The disclosure came in response to a request filed on 18 April 2025. The applicant sought specific financial information related to the popular online slot game, Fishing Frenzy.
Context: Why This Data Matters
For consumers and researchers, understanding the profitability of individual games can be a key indicator of player risk. Highly profitable games may correlate with higher levels of player losses. Access to such data could inform player choice and contribute to research on gambling-related harm. However, this response confirms that the regulator's data collection does not operate at this product-specific level, focusing instead on operator-wide financial metrics.

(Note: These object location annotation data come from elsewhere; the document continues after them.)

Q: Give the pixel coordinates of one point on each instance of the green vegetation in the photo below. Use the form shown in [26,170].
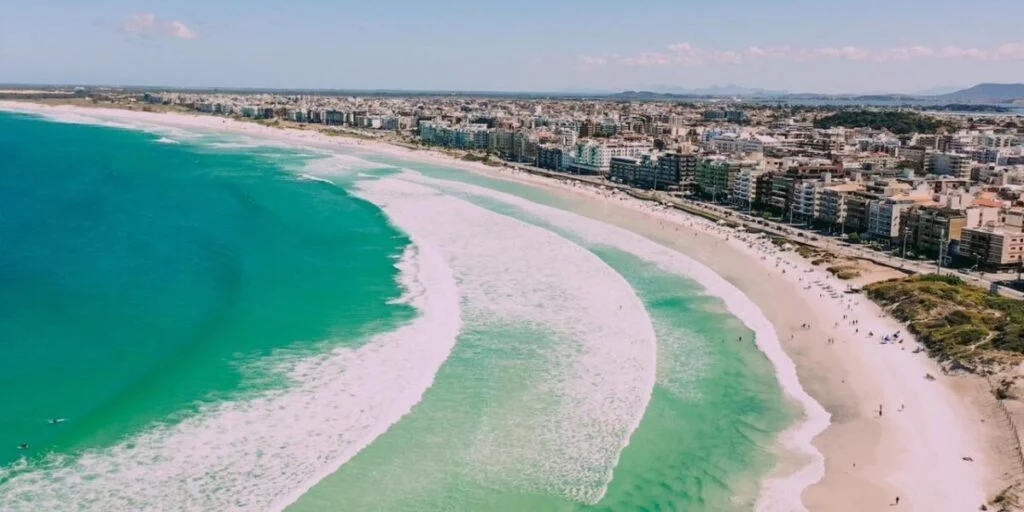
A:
[845,272]
[896,122]
[953,320]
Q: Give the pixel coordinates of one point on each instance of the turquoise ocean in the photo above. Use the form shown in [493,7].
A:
[222,324]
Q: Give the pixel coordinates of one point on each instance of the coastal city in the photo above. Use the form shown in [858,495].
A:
[508,256]
[915,183]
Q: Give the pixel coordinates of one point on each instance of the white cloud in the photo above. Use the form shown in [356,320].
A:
[647,59]
[688,54]
[759,52]
[146,25]
[180,30]
[139,25]
[592,61]
[726,57]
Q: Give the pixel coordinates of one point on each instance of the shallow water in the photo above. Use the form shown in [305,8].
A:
[248,321]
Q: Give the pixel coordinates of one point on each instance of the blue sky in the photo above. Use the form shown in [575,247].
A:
[795,45]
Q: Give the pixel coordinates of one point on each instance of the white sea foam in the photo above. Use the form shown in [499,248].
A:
[339,166]
[780,494]
[262,454]
[233,145]
[562,431]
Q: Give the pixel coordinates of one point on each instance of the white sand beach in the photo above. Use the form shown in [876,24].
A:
[898,426]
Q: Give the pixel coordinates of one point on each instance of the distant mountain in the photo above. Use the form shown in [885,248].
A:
[715,90]
[994,93]
[936,91]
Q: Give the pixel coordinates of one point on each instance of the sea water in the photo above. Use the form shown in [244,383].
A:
[231,326]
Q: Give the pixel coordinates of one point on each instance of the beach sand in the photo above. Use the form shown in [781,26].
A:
[915,450]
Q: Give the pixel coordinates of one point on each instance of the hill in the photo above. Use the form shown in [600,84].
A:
[994,93]
[953,320]
[896,122]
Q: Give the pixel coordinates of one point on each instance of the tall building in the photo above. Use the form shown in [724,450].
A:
[948,164]
[716,178]
[993,246]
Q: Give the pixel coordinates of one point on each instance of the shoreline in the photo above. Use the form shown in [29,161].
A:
[867,460]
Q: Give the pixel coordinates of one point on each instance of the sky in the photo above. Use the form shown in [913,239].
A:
[828,46]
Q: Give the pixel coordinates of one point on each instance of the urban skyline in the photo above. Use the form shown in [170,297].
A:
[795,45]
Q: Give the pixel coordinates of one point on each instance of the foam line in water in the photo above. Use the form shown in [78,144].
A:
[781,494]
[263,453]
[590,381]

Details of the FOI Request
The request asked for the total profit, in pounds sterling (GBP), that the slot game Fishing Frenzy generated for the operator Ladbrokes Coral between 1 January 2025 and 31 March 2025.
In its official response, the Gambling Commission stated:
"The Gambling Commission does not collect information relating to the profits of individual online slot games as part of its regulatory functions. As such, there is no information held falling within the scope of your request."
The outcome was categorised as "Information not held." This means the Commission was not refusing to provide the data, but rather confirming that it does not possess it in the first place. This is a crucial distinction from requests that are denied on grounds of commercial sensitivity or other exemptions under the FOI Act.
Significance: A Gap in Public Transparency
The UKGC's response highlights the scope and limitations of its regulatory data collection. While the Commission monitors the overall Gross Gambling Yield (GGY) of its licence holders and ensures games are technically fair, it does not track the financial performance of the thousands of individual games available to UK players.
This means that neither the regulator nor the public can officially determine which specific slot titles are the most lucrative for gambling firms. For consumers, it underscores that transparency at the product level is limited. While operators hold this data internally, it is not part of the information they are required to submit to the regulator for public disclosure.
This confirmation clarifies that any analysis of the financial impact of specific games on player expenditure must rely on industry reporting or academic research rather than official regulatory data obtained via FOI requests.